We first have a look at whether or not this model is appropriate to capture the causal structure behind Late Preemption.

A first problem with this model is that the asymmetry between Suzy’s throw and that of Billy is built right into the model: it does not allow for the story in which Billy throws faster than Suzy, or the story in which they both throw equally fast, as in Symmetric Overdetermination. There is nothing in the informal story in Example 3 to suggest that the difference in speed is a general, structural property. On the contrary, it sounds natural to assume that this difference is a contingent property of the actual story. However, as pointed out by Halpern (2016), this problem can be set straight by also including \(\textit{BH}\) into the equation for \(\textit{SH}\), and adding an exogenous variable to represent the order by which the rocks arrive. Hence this problem is of little consequence.

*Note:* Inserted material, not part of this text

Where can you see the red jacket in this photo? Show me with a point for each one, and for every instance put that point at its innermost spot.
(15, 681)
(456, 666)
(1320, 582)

A second, more fundamental, problem, is the presence of \(\textit{SH}\) in the equation for \(\textit{BH}\). Recall that a structural equation represents a causal mechanism, in this case the mechanism connecting Billy’s throw to Billy’s rock hitting the bottle. That mechanism does not involve \(\textit{SH}\), since Suzy and her rock form an entirely different and independent mechanism. Therefore, it seems conceptually wrong to include \(\textit{SH}\) in the equation for \(\textit{BH}\). A consequence of this conceptual error is that if we consider the context where only Billy throws, then \(\lnot \textit{ST}\) is actually a producer (according to our definition) of \(\textit{BS}\). This is a very counterintuitive result.

The role played by \(\lnot \textit{SH}\) in the equation for \(\textit{BH}\) is not that of a contributor to \(\textit{BH}\), but rather that of a constraint: it is supposed to capture the property that a bottle cannot shatter if it has already done so. This confirms that one cannot adequately deal with Late Preemption without making vital use of temporal information, as we argued in Sect. 5. Since HP stick to structural equations proper, they are forced to build this temporal information into the model itself. More specifically, the presence of \(\lnot \textit{SH}\) in the equation for \(\textit{BH}\) compensates for the fact that they do not use a timing. Given these counterintuitive consequences, we prefer to use our symmetric model, containing the variables \(\textit{SA}\) and \(\textit{BA}\).

Here it is useful to point out that for every approach using structural equations, the verdict given by a definition of causation is to a large degree dependent on the particular model being used. Since in many cases there is room for debate as to which model is appropriate for a given informal story, this means one can often counteract undesired outcomes of applying a definition by calling into question the model being used (see Halpern and Hitchcock 2010 for a discussion of this issue). However because our approach ultimately relies on basic principles, rather than on the intuitiveness of examples, we believe it is less affected by this issue. If one accepts our principles, then one can make judgments about a causal model regardless of which informal story it is supposed to capture. In this manner, the problem of model appropriateness can to some extent be separated from the problem of defining actual causation.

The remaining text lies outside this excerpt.